Silence Breaks: 10,000 Portuguese Men Seek APAV Support

Calls to the national victims’ helpline have been rising quietly, and the latest data show that male victimisation is no longer the statistical footnote it once was. Over the past three years, more than 10 000 men in Portugal turned to the Associação Portuguesa de Apoio à Vítima (APAV) for help, shattering the assumption that violence is a women-only issue and forcing policymakers to revisit how support is delivered.

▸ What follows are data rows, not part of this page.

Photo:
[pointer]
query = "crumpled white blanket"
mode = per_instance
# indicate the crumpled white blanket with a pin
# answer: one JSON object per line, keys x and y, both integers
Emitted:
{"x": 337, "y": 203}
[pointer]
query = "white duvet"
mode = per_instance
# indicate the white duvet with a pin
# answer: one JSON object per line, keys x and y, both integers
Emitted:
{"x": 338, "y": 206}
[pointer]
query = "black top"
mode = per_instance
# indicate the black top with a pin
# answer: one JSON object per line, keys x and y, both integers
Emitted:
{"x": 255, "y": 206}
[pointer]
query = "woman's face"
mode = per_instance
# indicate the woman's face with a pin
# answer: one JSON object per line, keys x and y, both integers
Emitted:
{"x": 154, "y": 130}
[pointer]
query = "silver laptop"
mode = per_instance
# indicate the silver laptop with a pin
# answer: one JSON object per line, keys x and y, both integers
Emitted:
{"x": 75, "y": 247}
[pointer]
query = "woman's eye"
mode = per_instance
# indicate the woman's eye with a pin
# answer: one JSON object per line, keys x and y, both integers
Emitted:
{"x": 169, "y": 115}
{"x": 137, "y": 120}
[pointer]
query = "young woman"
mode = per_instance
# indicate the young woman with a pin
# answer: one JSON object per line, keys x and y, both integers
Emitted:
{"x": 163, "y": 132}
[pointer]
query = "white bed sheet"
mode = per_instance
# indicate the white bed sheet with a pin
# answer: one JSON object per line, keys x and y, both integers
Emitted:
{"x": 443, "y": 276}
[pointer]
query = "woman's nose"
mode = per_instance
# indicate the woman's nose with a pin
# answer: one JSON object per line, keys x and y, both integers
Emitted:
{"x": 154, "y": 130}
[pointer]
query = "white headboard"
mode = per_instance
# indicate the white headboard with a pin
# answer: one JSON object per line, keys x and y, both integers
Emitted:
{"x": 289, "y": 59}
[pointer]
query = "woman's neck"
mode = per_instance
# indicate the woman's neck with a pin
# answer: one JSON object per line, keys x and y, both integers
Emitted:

Quiet shift in victim profiles
Until recently, public conversation around violence in Portugal centred almost exclusively on women and children. Now, however, APAV’s case files reveal a steady 23 % surge in requests from men between 2022 and 2024. The charity handled 3 013 cases in 2022, 3 532 in 2023 and 3 716 last year, averaging nine new male clients every day. While these figures still represent a fraction of overall victim numbers, they mark a profound cultural shift: the traditional notion that men should remain silent about abuse is slowly eroding.
Breaking down the numbers
APAV logged 17 279 individual crimes against men in the same three-year window. Domestic violence accounts for 11 906 occurrences, far eclipsing assaults such as physical injury (885 cases) or threats and coercion (731 cases). The association’s analysts note three striking patterns: first, boys and teenagers (34.7 %) comprise a surprisingly large cohort; second, older men (11.1 %) face growing levels of abuse; third, the concentration of cases in Faro, Lisbon and Porto suggests a strong urban dimension. Crucially, Portuguese nationals (77.7 %) dominate the statistics, challenging the perception that migrant communities alone drive victim counts.
Why men stay silent
APAV estimates that two out of every three male victims still never report their ordeal. Interviews conducted for the charity’s 2024 review point to stigma, shame and entrenched gender stereotypes that equate masculinity with invulnerability. Psychologist Filipa Cruz, who coordinates the Algarve victims’ office, explains that many clients “only walk through the door after a medical emergency or police intervention” because they fear being labelled weak. The association’s counsellors therefore spend as much time dismantling social myths as they do arranging restraining orders or shelter placements.
Policy and funding outlook for 2025
The Government’s draft €25 M allocation for victim protection in the 2025 State Budget represents the largest line-item in a decade. Of that sum, €13.5 M will flow through the Internal Security programme, while €4.9 M lands under Justice. Civil servants say the money is tied to Portugal’s new National Strategy for Victims’ Rights 2024-2028, which obliges security forces and judges to undergo continuous training on domestic violence—training that now explicitly includes male victim scenarios. Advocacy groups welcome the cash but warn that dedicated programmes for men remain scarce. “Without specialised shelters or awareness campaigns targeting men, the budget risks reinforcing existing blind spots,” says João Lemos, spokesperson for the civic network Male Survivors PT.
How to seek help
APAV’s support is free, confidential and available nationwide. Victims—or friends concerned about someone’s safety—can call the 116 006 helpline on weekdays between 08:00 and 23:00. The charity also runs online chat counselling, regional victim support offices and a small number of emergency apartments for men fleeing abuse. Police stations are legally obliged to take domestic-violence complaints 24/7, and magistrates can issue restraining orders within hours. Experts stress that early reporting not only speeds protective measures but also improves mental-health outcomes. In other words, asking for help is not a sign of frailty; it is, increasingly, the norm.